According to the HDF, “(The house) was built to serve the community that so generously donated samples and provided key information leading to the discovery of the Huntington’s gene.” By early 2013, the nursing home housed over 65 Huntington patients, also giving free specialized healthcare to over 70 cases from across the country. It fed hundreds of affected people every day, a titanic task considering Huntington patients must eat up to seven times daily. The HDF, that Dr. Wexler currently presides, covered the full wage of all personnel, as well as food and medication; providing about 1,000,000 USD annually, private companies like oil giant Shell also contributed.

But not everything is sunshine, at least according to geneticist Lennie Pineda, current head of the Huntington Program in the Department of Medical Genetics at Universidad del Zulia, who found several ethical problems tainting the research since day one, summarized in a paper published by UNESCO in 2010.

“During the first visits in the early 80s, there were several acts that I disapproved” she tells me over the phone. Patients in the investigation, she says, weren’t properly informed about the nature of the research, with some (who couldn’t read or write) given printed information in English and signing the consent forms without understanding the true reach of the results. Some even believed they would be cured. “The research group would offer payments in dollars to get blood, skin and semen samples. They also used to bring toys and clothes in their yearly visits, of course people were delighted.”

Pineda’s concerns also stretch to the Casa Hogar, an institution whose ostracism occasionally worried the patient’s families. “I received complaints of people who were never informed of the kind of medications or care their relatives were receiving. Some even told me that when a patient died, their relatives were offered a full coverage of the funeral expenses in exchange for the patient’s brains.”

A new experimental drug showed astonishing early results in its first clinical trials, a sad twist considering how the small villages that made it possible are worse than ever.

This kind of economic incentives, especially when combined with poorly delivered information, have been a long-standing contentious aspect of bioethical discussions.
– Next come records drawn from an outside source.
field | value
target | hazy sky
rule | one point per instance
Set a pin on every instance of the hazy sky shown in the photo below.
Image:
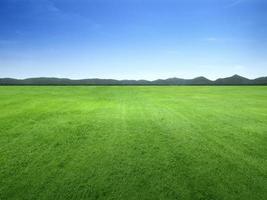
(133, 39)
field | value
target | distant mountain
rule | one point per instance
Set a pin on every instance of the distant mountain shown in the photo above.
(233, 80)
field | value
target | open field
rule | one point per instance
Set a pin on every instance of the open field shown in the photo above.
(133, 142)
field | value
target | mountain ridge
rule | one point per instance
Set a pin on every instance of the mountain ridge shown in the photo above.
(201, 80)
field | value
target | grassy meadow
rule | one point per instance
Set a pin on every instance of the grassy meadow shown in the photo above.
(133, 142)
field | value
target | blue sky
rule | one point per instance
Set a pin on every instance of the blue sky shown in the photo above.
(133, 39)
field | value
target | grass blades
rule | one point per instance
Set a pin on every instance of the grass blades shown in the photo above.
(112, 142)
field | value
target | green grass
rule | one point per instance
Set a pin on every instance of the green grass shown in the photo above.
(133, 143)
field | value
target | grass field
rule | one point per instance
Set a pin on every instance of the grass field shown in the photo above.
(133, 143)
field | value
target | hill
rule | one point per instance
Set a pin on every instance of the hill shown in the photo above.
(233, 80)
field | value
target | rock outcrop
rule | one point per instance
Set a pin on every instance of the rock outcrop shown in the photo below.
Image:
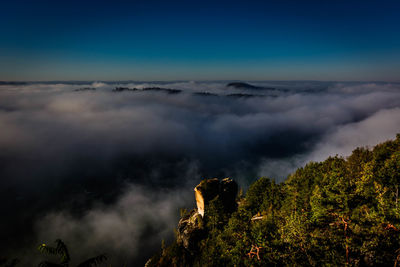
(191, 227)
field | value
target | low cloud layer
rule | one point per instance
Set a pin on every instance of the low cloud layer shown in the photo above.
(81, 161)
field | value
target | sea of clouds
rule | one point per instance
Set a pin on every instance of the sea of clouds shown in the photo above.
(108, 171)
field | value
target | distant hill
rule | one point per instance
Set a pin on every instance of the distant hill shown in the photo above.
(242, 85)
(339, 212)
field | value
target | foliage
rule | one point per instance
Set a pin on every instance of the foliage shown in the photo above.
(342, 211)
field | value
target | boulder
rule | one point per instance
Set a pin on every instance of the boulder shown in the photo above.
(191, 227)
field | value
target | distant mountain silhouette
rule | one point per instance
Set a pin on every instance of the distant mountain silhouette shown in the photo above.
(241, 85)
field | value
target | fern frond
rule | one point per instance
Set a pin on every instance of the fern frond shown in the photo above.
(95, 261)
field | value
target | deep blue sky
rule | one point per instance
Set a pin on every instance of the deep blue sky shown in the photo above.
(200, 40)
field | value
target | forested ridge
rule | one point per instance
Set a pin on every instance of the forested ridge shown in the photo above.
(339, 212)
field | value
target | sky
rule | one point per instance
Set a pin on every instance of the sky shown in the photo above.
(108, 172)
(200, 40)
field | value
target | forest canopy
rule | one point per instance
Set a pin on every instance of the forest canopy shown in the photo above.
(342, 211)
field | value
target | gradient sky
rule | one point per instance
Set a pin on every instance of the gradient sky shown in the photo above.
(200, 40)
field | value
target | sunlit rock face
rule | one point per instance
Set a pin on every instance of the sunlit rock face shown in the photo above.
(204, 192)
(191, 225)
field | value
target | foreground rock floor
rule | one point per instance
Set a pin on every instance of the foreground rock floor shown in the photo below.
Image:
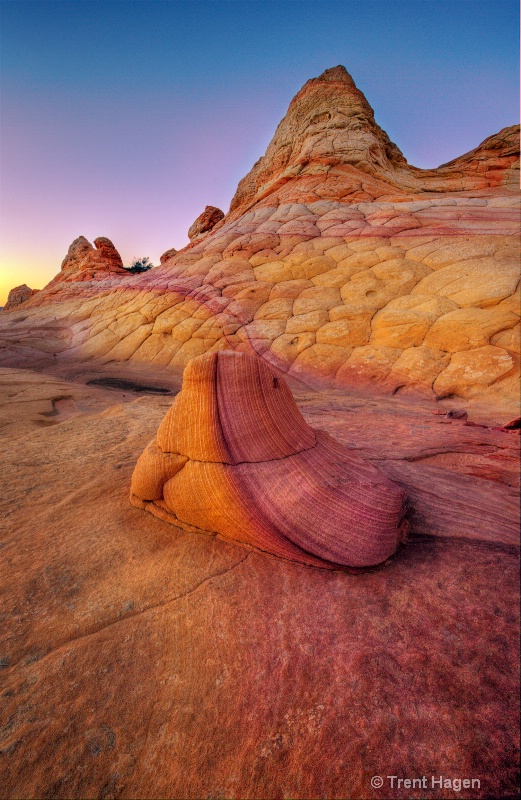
(141, 661)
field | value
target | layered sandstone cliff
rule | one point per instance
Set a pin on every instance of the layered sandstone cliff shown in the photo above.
(338, 263)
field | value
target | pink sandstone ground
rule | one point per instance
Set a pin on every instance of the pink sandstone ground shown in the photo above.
(140, 660)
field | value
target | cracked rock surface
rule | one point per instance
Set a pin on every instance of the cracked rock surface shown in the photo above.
(338, 262)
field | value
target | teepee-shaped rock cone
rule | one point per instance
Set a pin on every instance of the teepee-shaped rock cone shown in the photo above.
(235, 456)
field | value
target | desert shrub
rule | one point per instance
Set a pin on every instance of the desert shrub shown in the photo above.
(140, 265)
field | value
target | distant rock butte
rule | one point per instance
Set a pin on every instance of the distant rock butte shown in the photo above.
(18, 295)
(83, 260)
(234, 455)
(205, 222)
(338, 263)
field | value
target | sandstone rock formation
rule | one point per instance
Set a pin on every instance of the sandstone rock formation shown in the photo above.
(91, 262)
(338, 263)
(168, 254)
(18, 295)
(234, 455)
(205, 222)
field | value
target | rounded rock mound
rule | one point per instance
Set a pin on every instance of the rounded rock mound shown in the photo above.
(235, 456)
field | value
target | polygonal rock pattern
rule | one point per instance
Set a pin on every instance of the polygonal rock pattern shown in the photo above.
(234, 455)
(338, 263)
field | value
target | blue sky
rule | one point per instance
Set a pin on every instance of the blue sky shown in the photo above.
(125, 118)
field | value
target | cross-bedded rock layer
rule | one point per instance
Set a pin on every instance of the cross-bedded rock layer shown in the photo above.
(338, 263)
(234, 455)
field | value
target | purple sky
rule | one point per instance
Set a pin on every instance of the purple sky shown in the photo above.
(124, 119)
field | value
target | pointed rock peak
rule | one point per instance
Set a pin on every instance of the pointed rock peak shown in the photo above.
(336, 74)
(329, 126)
(79, 249)
(83, 256)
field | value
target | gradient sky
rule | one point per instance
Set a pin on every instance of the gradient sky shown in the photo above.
(125, 118)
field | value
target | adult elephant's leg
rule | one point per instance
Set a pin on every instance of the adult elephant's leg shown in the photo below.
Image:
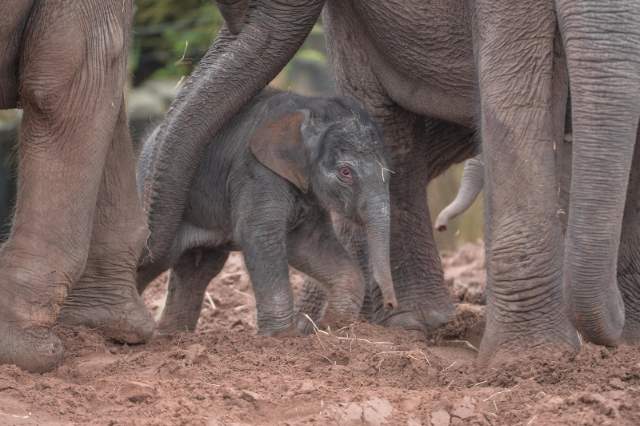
(106, 297)
(629, 255)
(417, 273)
(515, 51)
(73, 69)
(605, 114)
(188, 283)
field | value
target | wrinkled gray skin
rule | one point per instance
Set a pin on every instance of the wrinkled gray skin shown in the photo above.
(628, 255)
(268, 185)
(79, 226)
(421, 140)
(470, 187)
(412, 64)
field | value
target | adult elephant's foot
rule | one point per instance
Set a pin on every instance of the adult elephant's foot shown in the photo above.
(35, 349)
(629, 283)
(111, 306)
(503, 341)
(423, 317)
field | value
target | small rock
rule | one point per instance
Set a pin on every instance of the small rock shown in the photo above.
(440, 418)
(556, 401)
(376, 411)
(616, 383)
(411, 404)
(306, 386)
(250, 396)
(465, 408)
(194, 352)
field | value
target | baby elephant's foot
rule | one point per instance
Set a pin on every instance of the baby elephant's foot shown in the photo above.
(281, 328)
(419, 318)
(116, 310)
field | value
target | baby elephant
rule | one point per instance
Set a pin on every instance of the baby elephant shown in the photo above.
(268, 185)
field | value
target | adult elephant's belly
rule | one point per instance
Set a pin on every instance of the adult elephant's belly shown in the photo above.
(422, 53)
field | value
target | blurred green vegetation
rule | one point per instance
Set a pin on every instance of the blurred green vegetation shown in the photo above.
(171, 36)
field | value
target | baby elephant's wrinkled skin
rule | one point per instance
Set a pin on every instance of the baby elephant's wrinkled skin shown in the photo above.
(268, 185)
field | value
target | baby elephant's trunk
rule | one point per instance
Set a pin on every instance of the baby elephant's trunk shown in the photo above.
(378, 227)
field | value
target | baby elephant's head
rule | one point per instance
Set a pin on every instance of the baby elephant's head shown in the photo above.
(334, 151)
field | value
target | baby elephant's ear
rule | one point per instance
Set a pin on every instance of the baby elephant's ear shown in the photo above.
(278, 145)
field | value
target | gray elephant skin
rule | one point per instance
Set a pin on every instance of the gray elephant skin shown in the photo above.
(269, 184)
(79, 226)
(412, 65)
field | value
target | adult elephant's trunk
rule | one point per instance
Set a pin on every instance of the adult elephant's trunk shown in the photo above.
(378, 229)
(601, 43)
(470, 186)
(233, 71)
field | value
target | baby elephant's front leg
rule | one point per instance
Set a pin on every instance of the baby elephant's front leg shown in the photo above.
(265, 255)
(315, 250)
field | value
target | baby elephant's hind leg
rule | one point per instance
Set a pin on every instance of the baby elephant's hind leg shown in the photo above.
(315, 250)
(188, 282)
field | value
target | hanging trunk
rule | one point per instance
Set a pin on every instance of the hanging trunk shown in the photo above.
(234, 13)
(470, 186)
(378, 229)
(232, 72)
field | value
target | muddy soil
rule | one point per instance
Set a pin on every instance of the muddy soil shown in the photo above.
(226, 375)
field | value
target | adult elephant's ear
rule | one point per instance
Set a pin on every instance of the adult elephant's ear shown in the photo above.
(278, 145)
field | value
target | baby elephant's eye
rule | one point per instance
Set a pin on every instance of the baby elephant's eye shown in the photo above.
(345, 174)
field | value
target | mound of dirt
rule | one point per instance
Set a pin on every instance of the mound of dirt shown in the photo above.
(226, 375)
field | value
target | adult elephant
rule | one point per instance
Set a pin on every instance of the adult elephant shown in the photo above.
(421, 141)
(412, 64)
(79, 226)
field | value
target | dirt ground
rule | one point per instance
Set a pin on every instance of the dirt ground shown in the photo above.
(225, 375)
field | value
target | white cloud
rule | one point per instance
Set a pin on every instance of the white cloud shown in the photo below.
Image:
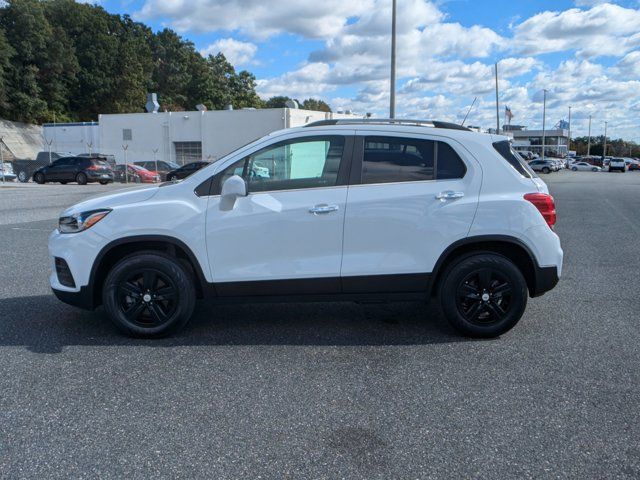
(256, 18)
(605, 29)
(237, 52)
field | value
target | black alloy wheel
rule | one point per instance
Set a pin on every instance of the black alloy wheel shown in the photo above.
(149, 294)
(484, 297)
(147, 297)
(483, 294)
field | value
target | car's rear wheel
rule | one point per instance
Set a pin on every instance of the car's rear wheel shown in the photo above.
(81, 179)
(149, 294)
(483, 295)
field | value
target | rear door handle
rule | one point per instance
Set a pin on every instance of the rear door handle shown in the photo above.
(323, 208)
(449, 195)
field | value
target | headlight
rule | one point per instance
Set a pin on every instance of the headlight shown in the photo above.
(79, 222)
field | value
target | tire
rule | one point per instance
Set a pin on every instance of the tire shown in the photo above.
(483, 295)
(23, 176)
(129, 289)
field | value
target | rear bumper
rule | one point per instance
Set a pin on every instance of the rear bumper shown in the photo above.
(82, 299)
(546, 279)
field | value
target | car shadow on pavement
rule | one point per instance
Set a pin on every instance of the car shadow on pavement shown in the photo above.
(44, 325)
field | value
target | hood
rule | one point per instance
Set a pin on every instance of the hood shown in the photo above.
(111, 200)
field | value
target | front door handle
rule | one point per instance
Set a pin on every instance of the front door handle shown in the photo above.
(449, 195)
(323, 208)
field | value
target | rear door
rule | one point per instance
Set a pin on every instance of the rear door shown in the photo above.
(411, 197)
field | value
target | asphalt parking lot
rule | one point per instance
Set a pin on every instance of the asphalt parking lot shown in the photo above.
(330, 390)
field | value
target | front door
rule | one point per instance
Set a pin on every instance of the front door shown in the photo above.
(285, 236)
(413, 198)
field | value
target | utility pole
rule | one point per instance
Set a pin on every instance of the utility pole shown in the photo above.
(569, 140)
(126, 164)
(589, 139)
(392, 96)
(544, 119)
(2, 158)
(497, 106)
(155, 158)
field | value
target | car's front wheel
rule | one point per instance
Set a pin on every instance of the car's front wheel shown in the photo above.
(483, 295)
(149, 295)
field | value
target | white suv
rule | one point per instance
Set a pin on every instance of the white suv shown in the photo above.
(336, 210)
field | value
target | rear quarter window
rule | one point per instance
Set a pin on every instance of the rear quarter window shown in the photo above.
(514, 159)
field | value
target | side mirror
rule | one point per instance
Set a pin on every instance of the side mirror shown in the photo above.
(232, 188)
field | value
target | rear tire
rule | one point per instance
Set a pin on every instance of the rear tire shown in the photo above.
(149, 295)
(483, 295)
(81, 179)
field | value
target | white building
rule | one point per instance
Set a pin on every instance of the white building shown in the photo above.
(180, 137)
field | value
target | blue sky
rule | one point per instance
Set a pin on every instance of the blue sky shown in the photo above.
(585, 52)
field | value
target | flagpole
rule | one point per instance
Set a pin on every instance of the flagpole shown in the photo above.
(497, 105)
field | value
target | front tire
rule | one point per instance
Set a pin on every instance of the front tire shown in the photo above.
(149, 295)
(483, 295)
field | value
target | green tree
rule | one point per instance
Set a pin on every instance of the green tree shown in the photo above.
(313, 104)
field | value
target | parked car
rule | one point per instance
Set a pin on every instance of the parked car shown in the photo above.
(617, 164)
(163, 167)
(413, 227)
(25, 168)
(186, 170)
(6, 172)
(75, 169)
(584, 167)
(135, 174)
(544, 166)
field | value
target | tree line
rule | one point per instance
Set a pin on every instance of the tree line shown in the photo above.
(615, 148)
(66, 61)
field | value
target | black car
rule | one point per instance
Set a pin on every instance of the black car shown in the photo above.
(185, 170)
(75, 169)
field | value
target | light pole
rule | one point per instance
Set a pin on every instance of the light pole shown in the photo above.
(155, 159)
(392, 96)
(2, 158)
(589, 139)
(126, 164)
(49, 142)
(544, 119)
(569, 140)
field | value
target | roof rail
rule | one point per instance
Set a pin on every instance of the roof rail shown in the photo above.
(387, 121)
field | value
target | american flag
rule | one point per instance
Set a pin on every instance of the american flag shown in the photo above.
(507, 113)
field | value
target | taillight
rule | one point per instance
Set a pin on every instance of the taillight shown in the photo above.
(545, 205)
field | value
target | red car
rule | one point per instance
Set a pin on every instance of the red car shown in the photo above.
(136, 174)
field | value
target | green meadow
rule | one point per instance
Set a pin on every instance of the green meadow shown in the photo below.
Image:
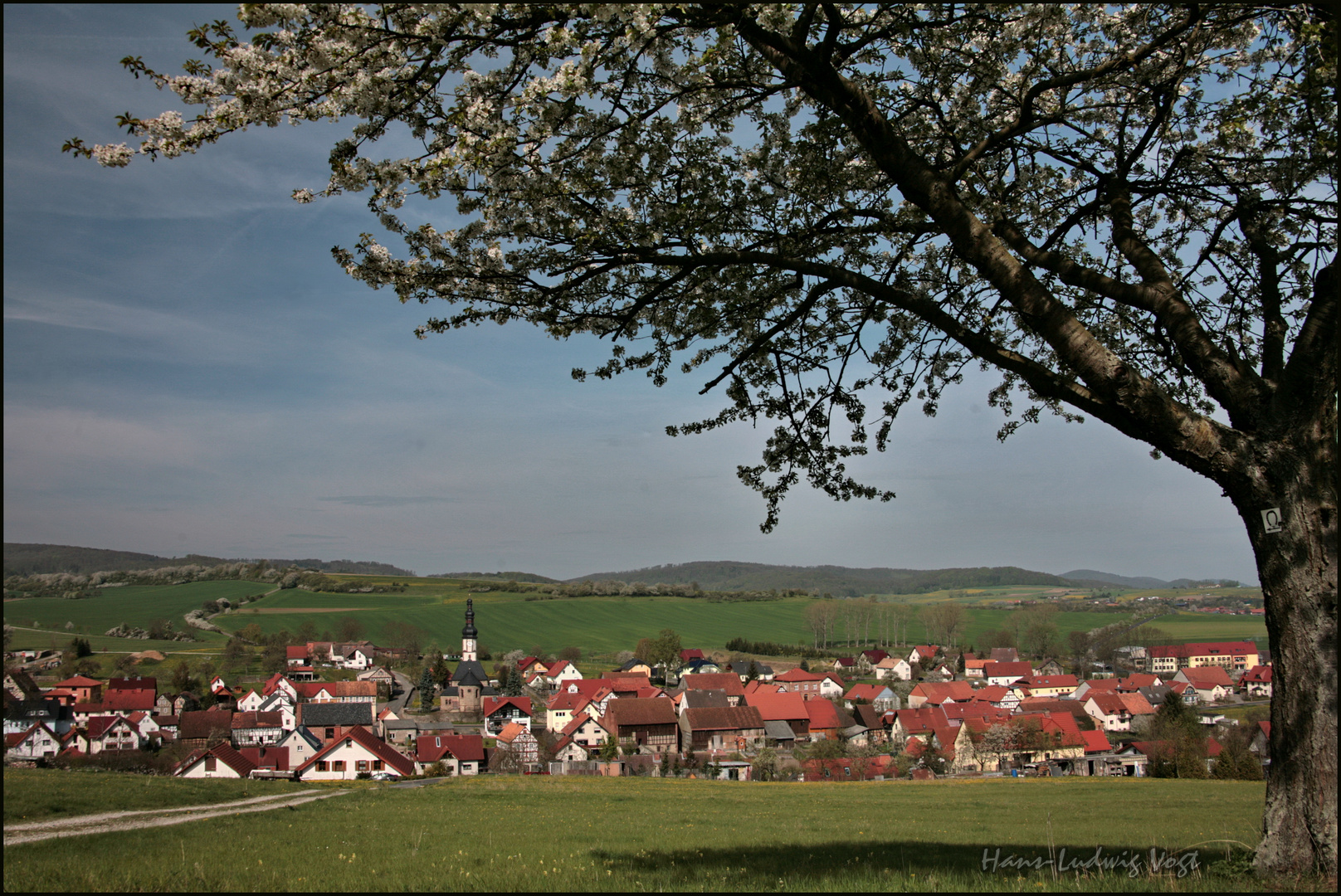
(132, 604)
(39, 794)
(598, 626)
(635, 835)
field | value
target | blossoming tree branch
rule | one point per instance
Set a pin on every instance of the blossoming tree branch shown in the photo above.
(827, 212)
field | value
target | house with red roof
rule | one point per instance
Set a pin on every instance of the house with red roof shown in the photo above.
(785, 707)
(86, 689)
(1212, 683)
(727, 682)
(720, 728)
(836, 770)
(876, 695)
(799, 682)
(563, 707)
(38, 742)
(1096, 742)
(461, 754)
(356, 752)
(113, 733)
(256, 728)
(1257, 682)
(516, 739)
(1007, 674)
(827, 721)
(644, 723)
(923, 655)
(1229, 655)
(220, 761)
(1023, 739)
(894, 668)
(588, 731)
(499, 711)
(938, 693)
(559, 671)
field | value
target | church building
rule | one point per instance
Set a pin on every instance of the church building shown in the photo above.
(470, 683)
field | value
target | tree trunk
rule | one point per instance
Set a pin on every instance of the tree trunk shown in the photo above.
(1299, 573)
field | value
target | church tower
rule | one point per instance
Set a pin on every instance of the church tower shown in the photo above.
(470, 635)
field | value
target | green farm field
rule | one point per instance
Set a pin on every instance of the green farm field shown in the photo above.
(649, 835)
(133, 604)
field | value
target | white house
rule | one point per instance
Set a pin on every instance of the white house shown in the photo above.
(894, 668)
(38, 742)
(357, 752)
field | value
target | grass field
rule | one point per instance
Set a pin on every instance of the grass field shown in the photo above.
(642, 835)
(133, 604)
(600, 626)
(38, 794)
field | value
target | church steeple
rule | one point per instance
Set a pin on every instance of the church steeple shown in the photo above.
(470, 635)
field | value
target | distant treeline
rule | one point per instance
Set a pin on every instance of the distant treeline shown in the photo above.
(841, 581)
(768, 648)
(35, 560)
(76, 585)
(616, 587)
(499, 577)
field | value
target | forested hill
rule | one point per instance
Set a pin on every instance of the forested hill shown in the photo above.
(31, 560)
(727, 576)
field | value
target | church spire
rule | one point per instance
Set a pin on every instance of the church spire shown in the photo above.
(470, 635)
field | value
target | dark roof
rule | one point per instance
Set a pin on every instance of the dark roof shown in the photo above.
(204, 724)
(470, 667)
(723, 719)
(635, 711)
(729, 682)
(705, 699)
(315, 715)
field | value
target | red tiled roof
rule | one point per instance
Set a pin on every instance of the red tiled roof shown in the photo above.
(1206, 676)
(464, 747)
(824, 715)
(1051, 682)
(258, 721)
(724, 718)
(1019, 670)
(494, 704)
(639, 713)
(365, 738)
(943, 691)
(729, 682)
(1206, 648)
(226, 754)
(511, 731)
(866, 691)
(1096, 742)
(779, 707)
(797, 675)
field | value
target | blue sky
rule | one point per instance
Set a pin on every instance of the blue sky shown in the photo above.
(187, 371)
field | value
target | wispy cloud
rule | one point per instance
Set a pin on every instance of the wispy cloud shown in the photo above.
(387, 500)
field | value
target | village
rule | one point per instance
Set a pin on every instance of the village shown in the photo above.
(855, 719)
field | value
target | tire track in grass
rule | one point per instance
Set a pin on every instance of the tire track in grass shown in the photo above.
(139, 819)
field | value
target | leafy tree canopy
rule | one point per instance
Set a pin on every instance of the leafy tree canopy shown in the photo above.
(831, 212)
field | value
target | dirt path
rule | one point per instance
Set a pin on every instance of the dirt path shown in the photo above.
(134, 820)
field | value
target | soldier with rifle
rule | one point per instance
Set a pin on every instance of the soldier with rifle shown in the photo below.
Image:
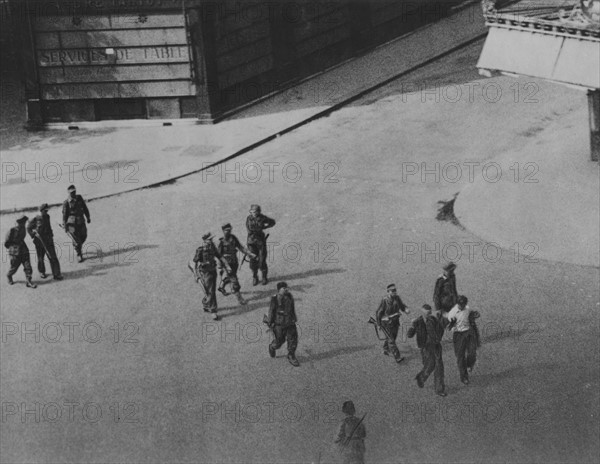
(282, 321)
(228, 248)
(388, 319)
(18, 252)
(204, 267)
(351, 436)
(444, 292)
(256, 223)
(75, 214)
(40, 231)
We tried to contact Dr. Wexler to get her take on this, but it was impossible at the time of publication.

In any case, the research developed with Zulian patients has paid off: a few weeks ago, a major breakthrough was achieved, as a new experimental drug showed astonishing early results in its first clinical trials, a sad twist considering how the small villages that made it possible are worse than ever. After visiting Venezuela yearly, Dr. Wexler spent eight years without coming, as the hostile relationships between the Chávez and Bush administrations made cooperation particularly hard. She visited on July 2012 for the last time, and since then the conditions have worsened fast, as reported in a recent BBC work.

The Casa Hogar stopped housing patients in 2014, citing “food and security problems” as the main reason. “I heard they lost part of the private funding behind the project” Pineda tells me, “but no one really knows what happened.”

But beyond her ethical concerns, Dr. Pineda recognizes the virtues of the project: “Most of the patients I know desperately need the Casa Hogar opened again. It’s impossible for them to take care of their relatives without the HDF help, especially with the current economic crisis.”

With science moving fast, a cure for Huntington’s Disease seems closer by the day, a poor comfort for those whose blood made it possible and very few around the globe know about.